基礎知識
戦闘関係
前ページの行動ポイントの説明を前提として、順序ポイントについて記す。
敵ターンが回ってきた時、行動する敵は1体である。
敵が1体だけなら、その敵が行動することが確定だが、敵が複数体いる時、どのように行動順を決めるのか。
行動順判定に使うのが、各敵に設定された順序ポイントになる。
順序ポイント(2バイト)は、nは敵番号(0~E)として、メモリアドレス[$7E:ACn5][$7E:ACn4]に格納される。
値は2バイトなので$0000~$FFFFを取る。サブルーチンを見る限り、オーバーフローや、計算値が負の値になった場合の対策はなされているようである。

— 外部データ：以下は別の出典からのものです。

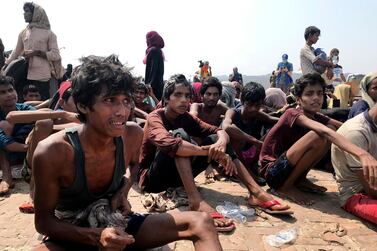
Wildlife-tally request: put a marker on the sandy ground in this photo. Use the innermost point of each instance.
(316, 224)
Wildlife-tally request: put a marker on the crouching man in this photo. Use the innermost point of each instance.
(80, 187)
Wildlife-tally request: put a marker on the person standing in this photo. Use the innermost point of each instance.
(38, 44)
(307, 56)
(284, 74)
(2, 56)
(154, 61)
(236, 76)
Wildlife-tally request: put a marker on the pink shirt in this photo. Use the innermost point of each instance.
(37, 39)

結論を言えば、一番順序ポイントが大きい敵が行動するが、該当する敵が複数の場合、敵番号が大きい敵が優先になる。
ややこしいのは順序ポイントの増減方法である。
ZsnsK's F**kin' Site様の順序ポイントの項目を見ての通り、順序ポイントの増減は、行動や状況により計算方法が変わってくる。
このページでは、
に分けて説明していく。
ちなみに結論だけまとめると、新たな順序ポイントの計算方法は以下のようになる。
「攻撃時の減少値」「発生時修正値」「攻撃以外の増加値」は、行動異常と順序ポイントで説明しているので参照のこと。
「攻撃以外の増加値」にのみ符号付き8ビット整数の負数が混ざっているので少しややこしい。

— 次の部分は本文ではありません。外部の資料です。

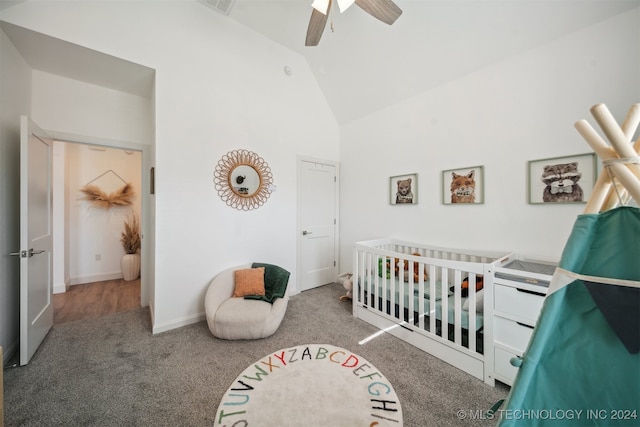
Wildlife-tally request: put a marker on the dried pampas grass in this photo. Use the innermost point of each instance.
(130, 237)
(97, 197)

戦闘開始時、順序ポイント初期値は以下サブルーチンで決定される。
$C1/EBCA BMI $1F [$EBEB] ;ネガティブフラグが立っているとき[$EBEB]分岐 $C1/EBCC BEQ $F9 [$EBC7] ;ゼロフラグが立っているとき[$EBC7]分岐 $C1/EBCE LDY $0002,x[$00:1B02] ;Yに[$00:1B02]をロード $C1/EBD1 LDA #$00 ;Aに$00をロード $C1/EBD3 SEC ;キャリーフラグON $C1/EBD4 SBC $0028,y[$00:1A28] ;A - [$00:1A28](敵データ08 知) $C1/EBD7 STA $7E9104,x[$7E:AC04] ;Aを[$7E:AC04]に書き込み $C1/EBDB LDA #$00 ;Aに$00をロード $C1/EBDD STA $7E9105,x[$7E:AC05] ;Aを[$7E:AC05]に書き込み $C1/EBE1 STA $7E9106,x[$7E:AC06] ;Aを[$7E:AC06]に書き込み $C1/EBE5 STA $7E9107,x[$7E:AC07] ;Aを[$7E:AC07]に書き込み $C1/EBE9 BRA $DC [$EBC7] ;フラグにかかわりなく常に分岐[$EBC7] $C1/EBC7 JSR $E1A9 [$C1:E1A9] ;[$C1:E1A9]へジャンプ
X:1Bn0(nは敵番号)で、戦闘開始時にいる敵すべてに上の処理を行う。
Y:1A?0で、敵種類1~4でYはそれぞれ$1A00, $1A40, $1A50, $1AC0となる。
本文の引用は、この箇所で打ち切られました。